The joint registration module is the core of the system—without it, PSNR drops from 23.09 to 11.41, rendering the scene nearly unrecoverable.
Pose estimation accuracy far exceeds competing methods—RE10K 8-view ATE = 0.023 vs. 0.237 for CF-3DGS (a 10× improvement).
Under the 2-view setting, RegGS (24.272) even surpasses NoPoSplat (23.247), demonstrating that global refinement further improves feed-forward predictions.
RegGS also leads on the ACID dataset (UAV aerial footage), confirming that the method generalizes beyond indoor scenes.
The MW2 distance effectively quantifies Gaussian distribution alignment, serving as a reliable indicator of registration quality.

Highlights & Insights¶

An elegant unification of feed-forward and optimization-based approaches: the feed-forward model provides strong 3D priors (addressing the sparse-view problem), while the registration mechanism enables multi-view fusion (overcoming input limitations)—the two are complementary.
Optimal transport framework: formalizing 3DGS registration as an optimal transport problem between GMMs is more theoretically grounded than naive ICP or center-point matching.
Sim(3)-space registration: incorporating scale as a degree of freedom accommodates the varying scales of outputs from feed-forward models, which is critical in practice.
MW2 as a differentiable registration quality metric has potential for generalization to other tasks requiring alignment of sets of distributions.

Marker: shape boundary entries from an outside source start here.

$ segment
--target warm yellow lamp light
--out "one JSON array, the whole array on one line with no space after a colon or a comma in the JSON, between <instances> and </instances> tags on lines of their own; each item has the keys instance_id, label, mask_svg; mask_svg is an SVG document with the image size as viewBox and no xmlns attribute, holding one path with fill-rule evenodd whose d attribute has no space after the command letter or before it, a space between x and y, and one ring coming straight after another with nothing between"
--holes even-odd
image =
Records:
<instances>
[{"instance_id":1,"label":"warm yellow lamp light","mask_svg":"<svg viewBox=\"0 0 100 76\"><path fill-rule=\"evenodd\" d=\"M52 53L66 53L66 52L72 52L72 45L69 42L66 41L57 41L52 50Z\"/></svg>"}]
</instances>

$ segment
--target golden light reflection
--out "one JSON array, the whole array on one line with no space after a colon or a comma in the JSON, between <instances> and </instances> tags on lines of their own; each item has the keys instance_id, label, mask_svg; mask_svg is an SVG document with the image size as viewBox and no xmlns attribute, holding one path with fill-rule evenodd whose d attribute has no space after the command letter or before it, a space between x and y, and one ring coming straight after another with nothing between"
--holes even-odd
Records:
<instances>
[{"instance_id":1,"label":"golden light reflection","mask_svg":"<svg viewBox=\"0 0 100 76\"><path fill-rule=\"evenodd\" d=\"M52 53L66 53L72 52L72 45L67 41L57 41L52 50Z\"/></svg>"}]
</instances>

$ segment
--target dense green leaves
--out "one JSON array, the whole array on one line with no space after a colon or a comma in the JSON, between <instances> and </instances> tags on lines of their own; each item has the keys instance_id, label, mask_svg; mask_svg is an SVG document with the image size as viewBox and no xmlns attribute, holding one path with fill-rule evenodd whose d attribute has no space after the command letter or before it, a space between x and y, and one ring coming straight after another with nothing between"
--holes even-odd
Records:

Limitations & Future Work¶

Performance is bounded by the quality of the feed-forward Gaussian model—poor local Gaussian generation may cause registration failure.
Computation time increases significantly with the number of input views (MW2 distance computation is \(O(MN)\)), requiring further optimization.
Registration may fail to converge under large inter-frame motion, necessitating better initialization strategies.
The current framework uses a fixed feed-forward backbone (NoPoSplat); joint fine-tuning could yield further improvements.
Performance in dynamic scenes is not discussed—all experiments involve static scenes.

NoPoSplat: provides the foundation for pose-free feed-forward Gaussian prediction → RegGS extends its 2-view output to arbitrary numbers of views.
CF-3DGS: optimization-based pose-free 3DGS → RegGS replaces end-to-end optimization with registration, achieving greater stability under sparse views.
MASt3R: point cloud matching + 3DGS reconstruction → RegGS performs alignment at the distribution level rather than the point level.
Sinkhorn algorithm: a classical optimal transport solver → applied here for the first time to 3DGS registration.
Insight: the Gaussian attributes of 3DGS (mean + covariance + opacity) are naturally amenable to registration within a statistical framework.

Rating¶

Novelty: ⭐⭐⭐⭐⭐ — Introducing optimal transport into 3DGS registration is a novel idea; the feed-forward + registration framework is elegantly designed.
Experimental Thoroughness: ⭐⭐⭐⭐ — Two datasets, multiple view-count settings, and complete ablations, though evaluation on large-scale outdoor scenes is absent.
Writing Quality: ⭐⭐⭐⭐ — The method is clearly presented, though the notation is dense.
Value: ⭐⭐⭐⭐ — Provides a practical solution for pose-free multi-view 3DGS reconstruction with notably strong pose estimation accuracy.